Une étude réalisée aux États-Unis suggère que les enfants et adolescents qui passent trois heures ou plus par jour à jouer à des jeux vidéo auraient de meilleures performances dans certaines compétences cognitives.
Les résultats de cette recherche ont révélé que les enfants qui jouaient pendant cette période de la journée obtenaient de meilleurs scores aux tests de contrôle des impulsions et de mémoire de travail, par rapport à ceux qui ne consacraient pas de temps à cette activité.
Cette découverte met en discussion d'autres recherches sur l'influence de la technologie sur le développement des mineurs, en particulier dans la consommation de jeux vidéo, ainsi que la nécessité de davantage de recherches pour trouver une relation saine entre ces deux aspects.
La santé d'un enfant s'améliorerait, selon les experts, puisqu'ils ont observé une plus grande activité dans les régions du cerveau associées à l'attention et à la mémoire chez les enfants qui utilisaient des jeux vidéo.
Cette découverte est le résultat de recherches approfondies qui ont analysé les données d'environ 2 000 participants à l'étude ABCD (Adolescent Brain and Cognitive Development), un projet soutenu par le National Institute on Drug Abuse (NIDA) et d'autres National Institutes of Health (NIH).
Il est important de noter que même si des études antérieures ont établi un lien entre l’utilisation excessive des jeux vidéo et d’éventuels problèmes de comportement, cette nouvelle analyse suggère qu’il pourrait également y avoir des avantages cognitifs potentiels chez les personnes.
Le Dr Nora Volkow, directrice du NIDA, a souligné la pertinence de ces résultats en déclarant : « Cette étude contribue à notre compréhension des associations entre la participation aux jeux vidéo et le développement du cerveau. »

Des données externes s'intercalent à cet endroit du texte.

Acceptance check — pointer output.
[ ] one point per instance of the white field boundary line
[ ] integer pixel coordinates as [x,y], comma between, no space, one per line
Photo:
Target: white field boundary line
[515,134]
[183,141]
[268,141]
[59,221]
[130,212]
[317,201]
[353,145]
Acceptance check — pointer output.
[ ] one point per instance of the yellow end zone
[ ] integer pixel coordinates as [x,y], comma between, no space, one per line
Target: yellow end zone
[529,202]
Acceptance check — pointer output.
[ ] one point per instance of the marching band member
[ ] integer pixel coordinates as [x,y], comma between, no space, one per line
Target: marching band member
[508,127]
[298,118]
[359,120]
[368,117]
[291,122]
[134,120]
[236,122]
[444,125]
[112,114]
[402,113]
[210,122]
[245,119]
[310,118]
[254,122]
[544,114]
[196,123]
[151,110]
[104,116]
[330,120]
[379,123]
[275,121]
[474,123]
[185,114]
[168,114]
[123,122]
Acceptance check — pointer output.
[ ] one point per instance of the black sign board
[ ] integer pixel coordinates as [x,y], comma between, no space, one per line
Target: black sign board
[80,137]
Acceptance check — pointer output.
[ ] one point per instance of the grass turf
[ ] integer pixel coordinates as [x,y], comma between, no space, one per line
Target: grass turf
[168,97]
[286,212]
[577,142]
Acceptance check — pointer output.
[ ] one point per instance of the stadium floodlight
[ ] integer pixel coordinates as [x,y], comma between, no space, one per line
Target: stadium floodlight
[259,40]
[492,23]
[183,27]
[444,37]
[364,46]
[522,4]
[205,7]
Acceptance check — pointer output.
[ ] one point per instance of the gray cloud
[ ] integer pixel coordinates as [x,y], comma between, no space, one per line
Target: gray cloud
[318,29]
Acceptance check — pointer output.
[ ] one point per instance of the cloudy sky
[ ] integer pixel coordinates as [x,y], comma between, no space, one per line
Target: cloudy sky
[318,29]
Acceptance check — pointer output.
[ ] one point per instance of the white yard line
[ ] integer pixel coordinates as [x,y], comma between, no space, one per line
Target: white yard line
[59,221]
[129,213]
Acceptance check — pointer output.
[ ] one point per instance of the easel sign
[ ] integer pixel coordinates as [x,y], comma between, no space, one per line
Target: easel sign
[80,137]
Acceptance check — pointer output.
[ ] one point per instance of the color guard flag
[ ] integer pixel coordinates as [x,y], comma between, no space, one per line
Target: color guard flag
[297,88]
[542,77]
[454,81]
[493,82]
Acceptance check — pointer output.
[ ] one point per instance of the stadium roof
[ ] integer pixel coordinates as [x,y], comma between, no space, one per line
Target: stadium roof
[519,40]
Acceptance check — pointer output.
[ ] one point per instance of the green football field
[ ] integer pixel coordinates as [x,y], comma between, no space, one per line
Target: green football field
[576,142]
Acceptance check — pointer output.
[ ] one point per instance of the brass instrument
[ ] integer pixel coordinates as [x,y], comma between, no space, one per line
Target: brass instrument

Cependant, la même étude a indiqué que les associations entre le temps de jeu vidéo et les problèmes de santé mentale n'étaient pas statistiquement significatives , ce qui suggère qu'il s'agit d'un domaine qui nécessite encore davantage de recherches à long terme.
Le professeur Bader Chaarani, de l'Université du Vermont et auteur principal de l'étude, a souligné l'importance de continuer à étudier ces résultats au fil du temps.
Il ne peut pas dire que jouer régulièrement à des jeux vidéo entraîne de meilleures performances cognitives , mais c'est une découverte prometteuse qui mérite un suivi, a déclaré Chaarani, soulignant la nécessité d'études longitudinales permettant d'évaluer les effets à long terme.
Ce projet est le plus grand du genre aux États-Unis, suivant des milliers de personnes depuis l'enfance jusqu'au début de l'âge adulte.
Outre l'analyse de l'impact des jeux vidéo sur cette population, l'étude aborde d'autres facteurs critiques tels que l'exercice, la qualité du sommeil et l'environnement familial, offrant ainsi une vision globale du développement de l'enfant.
L'étude a également permis aux chercheurs d'explorer comment les jeux vidéo et d'autres activités influencent le développement cérébral et la santé mentale des enfants au fil du temps.
La grande quantité de données collectées et la diversité des tâches et des évaluations réalisées dans le cadre de l'étude ABCD visent à offrir une opportunité sans précédent de délimiter des modèles et des tendances.
De même, il prévoit continuer à contribuer à la compréhension de la manière dont différents éléments de l’environnement et du comportement influencent le développement cognitif et émotionnel.